J'avais entendu dire qu'il travaillait chez M. Ruquier en tant que
préposé au harcèlement rageur des invités de droite mais comme je
préfère m'endormir devant Columbo le samedi soir, je ne
regarde pas On n'est pas couchés. C'est
entre autres choses par honnêteté intellectuelle : vu que je
suis couché bien avant que ne débute ce talk-show, il serait
malvenu de ma part de prétendre que je ne le suis pas. D'autre part,
de lointains souvenirs m'encouragent à penser que ce qui s'y dit ne
m'enthousiasmerait qu'à moitié.
Mais
revenons à notre Moix (prononcé Mwaks, ce qui le différencie, par
exemple, des Leroux que personne ne songe à appeler Lerouks). J'ai
lu quelque part qu'il était écrivain. Admettons. Il n'empêche que
la phrase de ce brave homme citée par les Inrocks (périodique dont
l'objectivité ne saurait être mise en doute tant il a les faveurs
de France Inter) m'a laissé perplexe. Si je comprends bien, certains
de ces Afghans de Calais (à ne pas confondre avec les Calaisiens de
Kaboul) connaissent Victor Hugo « sur le bout des
doigts », expression
imagée signifiant « très bien » d'après M. Petit
Robert. A peine ont-ils posé le pied sur le sol Français qu'on se
met à les frapper. « On » désignant probablement les
forces de l'ordre. De deux choses l'une : soit les CRS les
brutalisent PARCE QU'Hugo n'a aucun secret pour eux, soit parce que
cette connaissance approfondie du grand poète ne suffit pas pour
qu'ils les épargnent. Dans ces deux cas l'Hugophobie est patente.
Reste à en déterminer la cause.
On
pourrait-donc penser que certains Afghans, lorsqu'ils rencontrent les
forces de l'ordre, pensant les amadouer, se mettent à déclamer La
Légende des siècles ou Les
Contemplations à moins qu'ils
ne leur récitent in extenso Les Misérables
ou Quatre-vingt-treize*.
Résultat : on les frappe. La haine de Hugo serait-elle au
programme de la formation des CRS ? Ces derniers
préféreraient-ils qu'on leur récitât du Ronsard, du Vigny, du du
Bellay, du Mallarmé, du Lamartine, du Rimbaud ou du Verlaine ?

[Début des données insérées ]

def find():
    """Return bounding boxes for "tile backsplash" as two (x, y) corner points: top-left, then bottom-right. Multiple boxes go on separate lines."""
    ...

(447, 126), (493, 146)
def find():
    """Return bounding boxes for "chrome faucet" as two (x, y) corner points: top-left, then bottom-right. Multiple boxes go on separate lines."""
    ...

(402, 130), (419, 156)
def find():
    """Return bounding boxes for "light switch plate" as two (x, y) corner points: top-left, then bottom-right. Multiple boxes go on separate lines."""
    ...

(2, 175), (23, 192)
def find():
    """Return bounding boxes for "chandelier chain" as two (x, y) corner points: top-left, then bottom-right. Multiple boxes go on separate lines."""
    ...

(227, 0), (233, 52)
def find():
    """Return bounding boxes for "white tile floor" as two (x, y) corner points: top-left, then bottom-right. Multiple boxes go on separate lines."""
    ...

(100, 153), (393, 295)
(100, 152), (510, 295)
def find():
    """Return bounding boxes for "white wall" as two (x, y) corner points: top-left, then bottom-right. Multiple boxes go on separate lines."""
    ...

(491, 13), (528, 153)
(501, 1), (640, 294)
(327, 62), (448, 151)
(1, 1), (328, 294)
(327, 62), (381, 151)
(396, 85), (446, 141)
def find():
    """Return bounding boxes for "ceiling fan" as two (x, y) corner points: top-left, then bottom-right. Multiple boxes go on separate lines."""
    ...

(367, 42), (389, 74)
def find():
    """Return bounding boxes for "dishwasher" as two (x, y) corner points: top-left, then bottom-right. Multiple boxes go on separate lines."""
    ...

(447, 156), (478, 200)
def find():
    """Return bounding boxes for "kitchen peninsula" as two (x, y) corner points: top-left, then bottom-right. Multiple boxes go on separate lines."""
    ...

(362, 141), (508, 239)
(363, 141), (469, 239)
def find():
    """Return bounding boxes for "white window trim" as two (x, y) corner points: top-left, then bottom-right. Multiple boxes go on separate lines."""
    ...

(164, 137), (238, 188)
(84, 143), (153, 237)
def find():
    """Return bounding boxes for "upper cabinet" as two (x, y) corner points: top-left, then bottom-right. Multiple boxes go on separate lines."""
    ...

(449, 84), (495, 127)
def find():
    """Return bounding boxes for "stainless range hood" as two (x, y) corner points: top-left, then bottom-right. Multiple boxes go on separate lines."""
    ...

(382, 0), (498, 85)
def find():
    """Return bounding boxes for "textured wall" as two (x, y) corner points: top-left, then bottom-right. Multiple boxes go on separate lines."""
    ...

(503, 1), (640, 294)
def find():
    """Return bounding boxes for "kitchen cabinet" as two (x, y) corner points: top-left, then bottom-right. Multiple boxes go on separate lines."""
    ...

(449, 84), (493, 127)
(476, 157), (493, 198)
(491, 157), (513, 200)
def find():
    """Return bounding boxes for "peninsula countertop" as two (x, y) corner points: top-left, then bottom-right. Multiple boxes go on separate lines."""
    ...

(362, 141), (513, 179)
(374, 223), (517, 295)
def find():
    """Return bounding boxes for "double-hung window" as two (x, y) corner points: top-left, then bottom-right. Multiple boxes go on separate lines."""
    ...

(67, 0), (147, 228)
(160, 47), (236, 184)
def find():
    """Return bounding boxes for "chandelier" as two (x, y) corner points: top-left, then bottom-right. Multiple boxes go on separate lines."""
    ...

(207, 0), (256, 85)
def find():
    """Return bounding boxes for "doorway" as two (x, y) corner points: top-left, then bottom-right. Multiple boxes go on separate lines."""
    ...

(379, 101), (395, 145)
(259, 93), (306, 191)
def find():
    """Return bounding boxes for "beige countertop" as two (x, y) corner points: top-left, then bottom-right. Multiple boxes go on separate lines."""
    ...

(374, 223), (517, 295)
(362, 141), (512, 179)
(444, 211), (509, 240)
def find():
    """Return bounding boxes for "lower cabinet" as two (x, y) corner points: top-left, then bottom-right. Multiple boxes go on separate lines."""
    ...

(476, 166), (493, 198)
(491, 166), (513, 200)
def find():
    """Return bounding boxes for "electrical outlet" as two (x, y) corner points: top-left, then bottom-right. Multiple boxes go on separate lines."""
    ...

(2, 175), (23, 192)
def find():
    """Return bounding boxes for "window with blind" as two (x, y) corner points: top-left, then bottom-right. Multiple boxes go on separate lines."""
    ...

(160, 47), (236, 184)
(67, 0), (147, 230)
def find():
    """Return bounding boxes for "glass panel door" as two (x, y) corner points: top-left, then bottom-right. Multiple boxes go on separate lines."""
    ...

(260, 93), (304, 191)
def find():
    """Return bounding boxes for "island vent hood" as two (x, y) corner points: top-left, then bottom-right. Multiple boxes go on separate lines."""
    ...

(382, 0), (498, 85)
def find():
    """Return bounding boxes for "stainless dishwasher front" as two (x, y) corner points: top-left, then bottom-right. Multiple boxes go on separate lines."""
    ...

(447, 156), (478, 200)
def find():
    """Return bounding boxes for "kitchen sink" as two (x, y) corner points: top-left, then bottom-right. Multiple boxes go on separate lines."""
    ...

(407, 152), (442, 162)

Plutôt que vers les romans du grand Victor, leur préférences
iraient-elles vers ceux de M. Moix ? Mystère !
Il se
peut tout aussi bien qu'ignorant leur parfaite connaissance du bon
Hugo, il ne les traitent que comme d'ordinaires fauteurs de trouble,
chose qu'ils ne feraient pas si ce savoir leur était connu tant ils
vouent un culte passionné à ce grand homme. On peut aussi imaginer
que ces brutalités s'expliquent par le dépit : il semblerait
en effet que la plupart de ces lettrés Afghans ne se rendent à
Calais que dans l'espoir de rejoindre la perfide Albion. Réalisant
la perte qu'un tel départ occasionnerait à la France et quel
enrichissement ce serait pour l'ennemi héréditaire, ils deviennent
violents.
Alors,
ces CRS, Hugolâtres ou Hugophobes ? A ce moment de ma
réflexion, je ne saurais trancher...
Et
puis m'est soudain venue une idée : et si, en créant une
corrélation entre des faits pas nécessairement avérés et sans
rapport entre eux, M. Moix disait simplement n'importe quoi ? Je
ne sais quel démon me l'a soufflée car comment une personne qui
intervient sur une chaîne de service public pourrait-elle divaguer ?
*Ce
qui, reconnaissons-le peut s'avérer lassant au bout de quelques
heures.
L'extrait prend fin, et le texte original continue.